Blue Flower

Benzin im Blut und Eierlikör im Bild

Mit Bierglas und Zigarre hat Udo Lindenberg durch die Ausstellung „Porsche. Panik. Power“ im Museum des Sportwagenherstellers geführt. Seine Bilder sind unter anderem mit Eierlikör koloriert.

Stuttgart -

Hallöchen“: Mit Bierglas in der einen und Zigarre in der anderen Hand tigert Udo Lindenberg in die Ausstellung: brauner Hut, getönte Brille, ganz in schwarz mit grasgrünen Socken. Der 68-Jährige ist der Anführer des intimen Rundgangs durch die Schau „Porsche. Panik. Power“. Seine Kunstobjekte erläutert er im Dialog mit seinem Freund, dem Porsche-Gesamtbetriebsratsvorsitzenden Uwe Hück: „Wir sind beide Straßenköter.“

Die Udo-Schau im Porsche-Museum beginnt bei den Porträts seiner Eltern – die sinnliche Oberlippe stammt eindeutig von Mutter Hermine. In den Vitrinen breitet sich Lindenbergs Leben aus, vom Zeugnis aus der Grundschule Gronau (Handschrift: „ausreichend“) über erste Textentwürfe, Plattencover, die Stasi-Akte bis zur Suite im Hotel Atlantic und seinem schwarzen Panamera V 8 Bi Turbo. „Ich bin ein geschmeidiger Fahrer, nachts auf der Autobahn entstehen die geilsten Texte.“

 

Udo Lindenberg nuschelt das in die Kameras und Mikrofone, er ist in der Selbstinszenierung ein absoluter Medienprofi. Seine Entourage unterstützt allenthalben, mit einer neuen Cohiba, einem anderen Jackett. Allen voran sein künstlerischer Lehrer und Sprecher Manfred Besser. Er lenkt, springt bei, erträgt den Witznamen „van Gogh“ mit scheinbar stillem Schmerz.

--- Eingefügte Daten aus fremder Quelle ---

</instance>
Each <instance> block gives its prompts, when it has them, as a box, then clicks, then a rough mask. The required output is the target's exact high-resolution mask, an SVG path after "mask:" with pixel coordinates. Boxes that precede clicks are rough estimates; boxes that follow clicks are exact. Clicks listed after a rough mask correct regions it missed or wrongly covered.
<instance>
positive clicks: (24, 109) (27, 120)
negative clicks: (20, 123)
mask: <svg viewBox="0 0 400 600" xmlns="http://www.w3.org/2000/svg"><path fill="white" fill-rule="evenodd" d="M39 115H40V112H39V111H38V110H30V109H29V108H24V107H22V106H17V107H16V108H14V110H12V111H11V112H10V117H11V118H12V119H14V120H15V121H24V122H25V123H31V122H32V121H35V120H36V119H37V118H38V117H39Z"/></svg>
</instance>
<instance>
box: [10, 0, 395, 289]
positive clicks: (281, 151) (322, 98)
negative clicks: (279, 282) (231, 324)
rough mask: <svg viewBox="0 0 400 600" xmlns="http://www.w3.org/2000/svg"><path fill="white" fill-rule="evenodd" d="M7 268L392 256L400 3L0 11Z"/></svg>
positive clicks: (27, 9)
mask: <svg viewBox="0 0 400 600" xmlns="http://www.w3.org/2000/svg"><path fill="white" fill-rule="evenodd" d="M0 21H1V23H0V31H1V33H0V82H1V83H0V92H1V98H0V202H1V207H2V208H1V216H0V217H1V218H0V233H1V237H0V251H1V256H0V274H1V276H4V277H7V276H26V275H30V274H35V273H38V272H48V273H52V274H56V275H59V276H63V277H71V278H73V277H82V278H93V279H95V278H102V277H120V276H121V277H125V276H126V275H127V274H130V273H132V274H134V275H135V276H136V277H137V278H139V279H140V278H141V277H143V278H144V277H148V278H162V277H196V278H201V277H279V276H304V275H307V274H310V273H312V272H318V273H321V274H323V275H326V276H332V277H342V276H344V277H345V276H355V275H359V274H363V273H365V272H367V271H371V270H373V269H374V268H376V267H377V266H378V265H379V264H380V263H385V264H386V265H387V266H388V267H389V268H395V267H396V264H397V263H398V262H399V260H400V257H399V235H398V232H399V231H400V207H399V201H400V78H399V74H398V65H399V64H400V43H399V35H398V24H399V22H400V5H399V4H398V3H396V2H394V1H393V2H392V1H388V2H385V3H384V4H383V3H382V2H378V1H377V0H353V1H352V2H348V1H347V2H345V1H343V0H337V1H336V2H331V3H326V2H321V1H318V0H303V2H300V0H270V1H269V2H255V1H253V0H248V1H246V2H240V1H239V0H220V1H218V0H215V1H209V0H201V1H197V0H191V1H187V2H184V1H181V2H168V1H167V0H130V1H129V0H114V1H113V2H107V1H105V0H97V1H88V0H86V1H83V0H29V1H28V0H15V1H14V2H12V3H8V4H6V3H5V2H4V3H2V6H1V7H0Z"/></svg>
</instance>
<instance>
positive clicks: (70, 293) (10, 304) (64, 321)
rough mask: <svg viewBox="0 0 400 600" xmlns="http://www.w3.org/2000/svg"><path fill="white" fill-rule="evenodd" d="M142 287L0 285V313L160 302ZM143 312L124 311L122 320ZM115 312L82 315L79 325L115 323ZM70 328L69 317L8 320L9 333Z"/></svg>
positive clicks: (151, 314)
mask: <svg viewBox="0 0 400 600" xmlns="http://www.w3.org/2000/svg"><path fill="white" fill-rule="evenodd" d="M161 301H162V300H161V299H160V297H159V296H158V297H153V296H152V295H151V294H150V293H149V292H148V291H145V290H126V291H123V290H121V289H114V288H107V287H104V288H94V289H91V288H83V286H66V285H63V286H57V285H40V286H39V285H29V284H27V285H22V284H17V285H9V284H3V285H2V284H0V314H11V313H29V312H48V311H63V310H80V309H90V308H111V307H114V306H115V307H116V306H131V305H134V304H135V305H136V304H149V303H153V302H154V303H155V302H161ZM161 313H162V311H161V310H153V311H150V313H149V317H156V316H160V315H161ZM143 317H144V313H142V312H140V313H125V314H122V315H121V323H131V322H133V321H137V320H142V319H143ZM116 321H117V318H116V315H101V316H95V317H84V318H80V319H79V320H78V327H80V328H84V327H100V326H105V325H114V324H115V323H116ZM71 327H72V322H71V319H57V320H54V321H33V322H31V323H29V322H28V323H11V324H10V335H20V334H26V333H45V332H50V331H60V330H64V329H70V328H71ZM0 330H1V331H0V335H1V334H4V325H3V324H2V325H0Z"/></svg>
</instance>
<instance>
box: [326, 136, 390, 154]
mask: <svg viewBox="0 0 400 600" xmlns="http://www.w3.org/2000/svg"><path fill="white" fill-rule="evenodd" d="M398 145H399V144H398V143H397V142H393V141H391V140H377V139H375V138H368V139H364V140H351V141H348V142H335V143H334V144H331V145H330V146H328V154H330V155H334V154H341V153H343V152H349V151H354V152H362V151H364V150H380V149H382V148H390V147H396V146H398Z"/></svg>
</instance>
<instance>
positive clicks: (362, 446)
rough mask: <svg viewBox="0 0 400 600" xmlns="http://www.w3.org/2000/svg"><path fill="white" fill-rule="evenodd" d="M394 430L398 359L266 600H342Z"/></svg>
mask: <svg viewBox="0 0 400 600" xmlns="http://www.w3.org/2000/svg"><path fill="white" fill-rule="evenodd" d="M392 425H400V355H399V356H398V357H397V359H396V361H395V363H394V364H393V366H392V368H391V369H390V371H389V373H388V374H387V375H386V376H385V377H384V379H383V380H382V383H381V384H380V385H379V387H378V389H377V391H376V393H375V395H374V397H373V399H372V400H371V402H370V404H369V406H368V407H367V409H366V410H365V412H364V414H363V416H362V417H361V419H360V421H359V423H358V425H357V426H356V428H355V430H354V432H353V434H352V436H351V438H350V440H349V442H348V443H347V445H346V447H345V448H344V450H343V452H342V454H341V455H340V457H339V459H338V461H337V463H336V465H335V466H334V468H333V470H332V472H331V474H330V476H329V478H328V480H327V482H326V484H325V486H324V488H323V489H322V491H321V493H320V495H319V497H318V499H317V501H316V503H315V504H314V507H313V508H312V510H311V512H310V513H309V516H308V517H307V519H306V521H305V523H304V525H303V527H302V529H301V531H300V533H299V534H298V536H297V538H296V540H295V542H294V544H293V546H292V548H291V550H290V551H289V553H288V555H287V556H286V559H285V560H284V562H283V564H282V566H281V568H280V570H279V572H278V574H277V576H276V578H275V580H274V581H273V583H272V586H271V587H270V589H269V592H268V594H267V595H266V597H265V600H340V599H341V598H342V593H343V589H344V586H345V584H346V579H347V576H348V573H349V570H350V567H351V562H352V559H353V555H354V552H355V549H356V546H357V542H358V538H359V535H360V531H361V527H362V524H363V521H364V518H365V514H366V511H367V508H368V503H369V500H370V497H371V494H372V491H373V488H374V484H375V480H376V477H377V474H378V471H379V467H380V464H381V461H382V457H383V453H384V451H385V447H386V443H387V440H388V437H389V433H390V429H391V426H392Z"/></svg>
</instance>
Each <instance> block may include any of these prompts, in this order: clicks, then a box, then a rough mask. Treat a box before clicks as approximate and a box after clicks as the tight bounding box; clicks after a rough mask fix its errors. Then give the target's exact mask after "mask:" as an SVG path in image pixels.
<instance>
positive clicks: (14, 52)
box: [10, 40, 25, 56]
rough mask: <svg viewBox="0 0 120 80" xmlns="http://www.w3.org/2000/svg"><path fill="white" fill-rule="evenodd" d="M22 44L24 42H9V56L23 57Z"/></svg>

Rückgrat der Schau sind rund 100 Bilder. Seine Werke koloriert Lindenberg auch schon mal mit Alkohol: „ Das ist Eierlikör, Blue Curaçao, Grenadine“, erklärt er am Werk. Mal posiert er auf einem Fahrzeug, mal gibt er ein Trommel-Solo zum Besten, zwischenzeitlich landet die Krawatte im Bierglas, jetzt tropft sie ein wenig, die gute Laune bleibt. Und man fragt sich wiederholt: Meint der das jetzt ernst?

Nach einer Stunde dürfen auch die geladenen 450 Gäste strömen. Udo malt artig ein kleines Likörell mit seinem Lieblingsmotiv: er selbst, mit drallbusiger Frau. Relaxt geht es zu auf der Vernissage, die auch die Party zum sechsten Museumsgeburtstag ist. Es gibt Krabbensalat und Currywurst, auf den Stufen plaudern die Herren Müller (Matthias, Porsche-Vorstand, und Richie, TV-Kommissar). Udo hat Pause.

Kurz vor zehn ist er zurück, setzt sich ans Schlagzeug auf der Drehbühne, trommelt und bespritzt eine sieben Meter lange mit Comics verzierte Leinwand. „Damit kann ich die Farben rausballern, das ist mein Ejakulator.“ Ein bisschen Provokation beflügelt das Geschäft. Schließlich ist ein Teil der Werke käuflich, je zehn Prozent ihres Preises gehen an die Udo-Lindenberg-Stiftung mit Sitz in Calw und an das Kinderhospiz Stuttgart.

Und nach liebevollen Nachbereitungen des Werks mit Besen, Spraydosen und Stift nähert sich der Höhepunkt des Abends: ein Privatkonzert mit bis zu acht Mitgliedern des legendären Panikorchesters. Leichtfüßig tänzelnd und mit der unverkennbaren Schnarrstimme hebt Udo die ersten Worte von „Cello“ an. Er kommt ganz nah ran an die erste Reihe, dann nimmt er die Brille ab, ein kollektives weibliches Aufstöhnen.

Vor dem „Mädchen aus Ostberlin“ gurgelt Udo mit Eierlikör, und zu Hits wie „Horizont“ oder der „Andrea Doria“ rollt natürlich auch der „Sonderzug nach Pankow“ durchs Museum. Noch einmal schleudert Udo das Mikro im Kreis, ein Zug aus der Zigarre, dann schaltet er den Turbo runter. Was würde er dazu sagen? „Geile Show“.